Auf dem Weg zu den Umkleideräumen viel Silas ein, dass es noch einen Sanitätsraum gab. Dort konnte sie auch Licht anmachen, weil der Raum kein Fenster hatte. Außerdem gab es dort Sitzgelegenheiten und eine Liege und soweit er sich erinnerte gab es dort auch Wolldecken. Es konnte ja sein, dass sie die ganze Nacht hier verbringen mussten und dann könnte es kühl werden.

Gleich die erste Tür vor den Umkleideräumen musste der Sanitätsraum sein. Es war zwar recht dunkel, aber ihre Augen hatten sich schon etwas an die Dunkelheit gewöhnt. Silas öffnete die Tür, die zum Glück nicht verschlossen war und tastete nach dem Lichtschalter. Flackernd erwachten die Neonlampen zum Leben.
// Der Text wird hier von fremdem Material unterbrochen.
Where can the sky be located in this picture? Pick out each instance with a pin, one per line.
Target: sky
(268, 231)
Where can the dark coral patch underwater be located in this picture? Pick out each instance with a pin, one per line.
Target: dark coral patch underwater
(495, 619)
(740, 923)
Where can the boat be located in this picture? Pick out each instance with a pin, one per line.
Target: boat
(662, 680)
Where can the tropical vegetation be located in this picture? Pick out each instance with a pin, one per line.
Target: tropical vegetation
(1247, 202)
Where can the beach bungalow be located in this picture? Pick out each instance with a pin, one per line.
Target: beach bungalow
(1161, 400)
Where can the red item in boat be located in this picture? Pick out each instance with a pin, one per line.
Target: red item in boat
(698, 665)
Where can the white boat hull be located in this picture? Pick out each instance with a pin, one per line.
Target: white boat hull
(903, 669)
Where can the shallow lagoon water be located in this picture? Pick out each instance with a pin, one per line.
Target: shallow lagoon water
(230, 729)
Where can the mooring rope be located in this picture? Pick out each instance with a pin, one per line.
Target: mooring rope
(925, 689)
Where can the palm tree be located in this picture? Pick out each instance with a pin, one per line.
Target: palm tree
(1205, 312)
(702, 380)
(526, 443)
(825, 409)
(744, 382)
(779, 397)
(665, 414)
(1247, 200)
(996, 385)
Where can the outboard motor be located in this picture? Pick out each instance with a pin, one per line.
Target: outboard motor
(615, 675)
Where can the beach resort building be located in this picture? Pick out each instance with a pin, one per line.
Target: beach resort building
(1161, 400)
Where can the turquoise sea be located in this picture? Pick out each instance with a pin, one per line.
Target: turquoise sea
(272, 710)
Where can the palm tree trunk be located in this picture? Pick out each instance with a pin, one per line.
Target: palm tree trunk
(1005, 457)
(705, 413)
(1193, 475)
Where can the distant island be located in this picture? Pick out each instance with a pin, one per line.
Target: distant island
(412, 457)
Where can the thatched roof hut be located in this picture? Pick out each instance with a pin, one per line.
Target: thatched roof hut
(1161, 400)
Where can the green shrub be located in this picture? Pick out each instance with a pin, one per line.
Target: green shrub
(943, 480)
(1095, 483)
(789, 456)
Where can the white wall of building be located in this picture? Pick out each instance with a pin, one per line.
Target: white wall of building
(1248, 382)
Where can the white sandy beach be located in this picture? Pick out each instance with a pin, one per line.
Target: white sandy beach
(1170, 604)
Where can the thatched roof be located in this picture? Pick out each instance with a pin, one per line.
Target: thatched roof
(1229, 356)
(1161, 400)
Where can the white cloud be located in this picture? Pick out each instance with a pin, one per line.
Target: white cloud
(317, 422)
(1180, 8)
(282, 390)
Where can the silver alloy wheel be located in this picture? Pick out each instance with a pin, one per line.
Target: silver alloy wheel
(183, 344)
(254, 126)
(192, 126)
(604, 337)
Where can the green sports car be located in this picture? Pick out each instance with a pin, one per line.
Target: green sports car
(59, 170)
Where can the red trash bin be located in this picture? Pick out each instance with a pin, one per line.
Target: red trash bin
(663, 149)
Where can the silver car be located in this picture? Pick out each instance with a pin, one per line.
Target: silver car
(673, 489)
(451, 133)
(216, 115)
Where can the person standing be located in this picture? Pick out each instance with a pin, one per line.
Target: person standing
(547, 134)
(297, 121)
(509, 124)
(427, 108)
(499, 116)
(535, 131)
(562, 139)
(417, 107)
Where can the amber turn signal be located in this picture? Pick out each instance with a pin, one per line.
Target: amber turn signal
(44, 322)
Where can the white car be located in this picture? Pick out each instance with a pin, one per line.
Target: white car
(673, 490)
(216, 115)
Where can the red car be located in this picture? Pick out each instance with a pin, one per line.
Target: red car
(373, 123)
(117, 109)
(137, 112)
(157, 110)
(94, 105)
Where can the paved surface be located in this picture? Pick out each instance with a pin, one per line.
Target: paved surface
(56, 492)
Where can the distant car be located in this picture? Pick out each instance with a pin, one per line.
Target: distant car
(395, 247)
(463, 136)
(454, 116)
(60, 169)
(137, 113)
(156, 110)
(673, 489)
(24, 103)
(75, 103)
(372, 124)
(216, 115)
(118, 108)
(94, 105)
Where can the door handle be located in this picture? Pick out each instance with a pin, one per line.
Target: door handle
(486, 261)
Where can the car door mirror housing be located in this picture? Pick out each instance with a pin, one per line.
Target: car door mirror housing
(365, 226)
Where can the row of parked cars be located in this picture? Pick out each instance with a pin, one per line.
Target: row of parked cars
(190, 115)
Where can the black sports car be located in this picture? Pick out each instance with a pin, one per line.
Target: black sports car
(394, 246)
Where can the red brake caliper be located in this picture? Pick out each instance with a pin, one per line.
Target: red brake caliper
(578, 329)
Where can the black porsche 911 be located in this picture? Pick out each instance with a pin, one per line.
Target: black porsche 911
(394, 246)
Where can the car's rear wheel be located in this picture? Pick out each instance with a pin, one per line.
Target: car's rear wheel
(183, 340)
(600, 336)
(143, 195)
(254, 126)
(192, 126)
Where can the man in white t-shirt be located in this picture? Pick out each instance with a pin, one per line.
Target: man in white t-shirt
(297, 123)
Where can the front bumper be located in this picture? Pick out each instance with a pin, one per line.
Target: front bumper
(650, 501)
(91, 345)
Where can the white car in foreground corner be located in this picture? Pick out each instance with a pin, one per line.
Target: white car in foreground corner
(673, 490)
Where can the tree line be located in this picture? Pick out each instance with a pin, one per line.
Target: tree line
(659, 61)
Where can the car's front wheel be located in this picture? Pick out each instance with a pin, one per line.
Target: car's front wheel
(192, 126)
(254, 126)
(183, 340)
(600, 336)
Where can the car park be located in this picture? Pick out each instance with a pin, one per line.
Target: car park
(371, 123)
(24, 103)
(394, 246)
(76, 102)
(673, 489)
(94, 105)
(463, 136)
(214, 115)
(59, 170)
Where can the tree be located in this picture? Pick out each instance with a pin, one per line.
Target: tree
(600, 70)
Lara ließ sich zum Sessel führen. Mit einem Seufzer nahm sie Platz und rieb sich die verweinten Augen. Silas der sich vor ihr hingekniet hatte, nahm ihre Hände, nachdem sie die auf ihren Oberschenkeln abgelegt hatte und entschuldigte sich noch mal, für die unangenehme Situation.

„Hast du zufällig die Telefonnummer des Marktleiters, dann könnten wir ihn bitten uns rauszulassen?“ Vorsichtig hob er eine Hand von Lara und küsste ihre Finger. Überraschend ließ Lara es sich gefallen.
„Nein, ich habe die Nummer von Herrn Brandes nicht. Der wohnt auch nicht hier im Ort. Soweit ich weiß, braucht er immer fasst eine Stunde, für die Heimfahrt.“ Betrübt schaute sie auf Silas herunter, der es sich mittlerweile zwischen ihren Beinen bequem gemacht hatte. Seine Unterarme ruhten auf ihren Oberschenkeln und seine Hand streichelte unentwegt ihre Finger. Ihr Blick war aber nicht mehr ganz so böse. Sie schien die Lage jetzt besser einschätzen zu können.

„Weißt du wann Herr Brandes morgens kommt?“, fragte Silas, ohne aufzuhören ihre Hand zu halten.